By analyzing existing cross correlation between Verizon Communications and FARO Technologies, you can compare the effects of market volatilities on Bank of America and FARO Technologies and check how they will diversify away market risk if combined in the same portfolio for a given time horizon. You can also utilize pair trading strategies of matching a long position in Bank of America with a short position of FARO Technologies. Check out your portfolio center. Please also check ongoing floating volatility patterns of Bank of America and FARO Technologies.
Diversification Opportunities for Bank of America and FARO Technologies
0.38 | Correlation Coefficient |
Weak diversification
The 3 months correlation between Bank and FARO is 0.38. Overlapping area represents the amount of risk that can be diversified away by holding Verizon Communications and FARO Technologies in the same portfolio, assuming nothing else is changed. The correlation between historical prices or returns on FARO Technologies and Bank of America is a relative statistical measure of the degree to which these equity instruments tend to move together. The correlation coefficient measures the extent to which returns on Verizon Communications are associated (or correlated) with FARO Technologies. Values of the correlation coefficient range from -1 to +1, where.

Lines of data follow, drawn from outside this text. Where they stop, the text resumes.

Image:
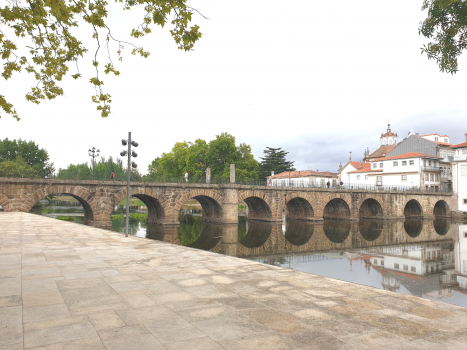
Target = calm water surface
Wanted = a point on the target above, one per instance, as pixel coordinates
(416, 257)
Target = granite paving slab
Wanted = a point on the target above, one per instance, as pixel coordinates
(70, 286)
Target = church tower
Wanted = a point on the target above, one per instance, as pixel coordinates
(389, 138)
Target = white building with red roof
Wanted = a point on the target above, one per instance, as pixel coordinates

The correlation of zero (0) is possible when the price movement of FARO Technologies has no effect on the direction of Bank of America i.e., Bank of America and FARO Technologies go up and down completely randomly.
Pair Corralation between Bank of America and FARO Technologies
Assuming the 90 days trading horizon Verizon Communications is expected to under-perform the FARO Technologies. But the stock apears to be less risky and, when comparing its historical volatility, Verizon Communications is 2.25 times less risky than FARO Technologies. The stock trades about -0.33 of its potential returns per unit of risk. The FARO Technologies is currently generating about -0.04 of returns per unit of risk over similar time horizon. If you would invest 2,500 in FARO Technologies on September 23, 2024 and sell it today you would lose (60.00) from holding FARO Technologies or give up 2.4% of portfolio value over 90 days.
Time Period | 3 Months [change] |
Direction | Moves Together |
Strength | Very Weak |
Accuracy | 100.0% |
Values | Daily Returns |
Verizon Communications vs. FARO Technologies
Performance |
Timeline |
Verizon Communications |
FARO Technologies |
Bank of America and FARO Technologies Volatility Contrast
Predicted Return Density |
Returns |
Pair Trading with Bank of America and FARO Technologies
The main advantage of trading using opposite Bank of America and FARO Technologies positions is that it hedges away some unsystematic risk. Because of two separate transactions, even if Bank of America position performs unexpectedly, FARO Technologies can make up some of the losses. Pair trading also minimizes risk from directional movements in the market. For example, if an entire industry or sector drops because of unexpected headlines, the short position in FARO Technologies will offset losses from the drop in FARO Technologies' long position.Bank of America vs. Computer And Technologies | Bank of America vs. MAGNUM MINING EXP | Bank of America vs. Perseus Mining Limited | Bank of America vs. G III Apparel Group |
FARO Technologies vs. Verizon Communications | FARO Technologies vs. COMBA TELECOM SYST | FARO Technologies vs. Diamyd Medical AB | FARO Technologies vs. CompuGroup Medical SE |
Check out your portfolio center.Note that this page's information should be used as a complementary analysis to find the right mix of equity instruments to add to your existing portfolios or create a brand new portfolio. You can also try the ETFs module to find actively traded Exchange Traded Funds (ETF) from around the world.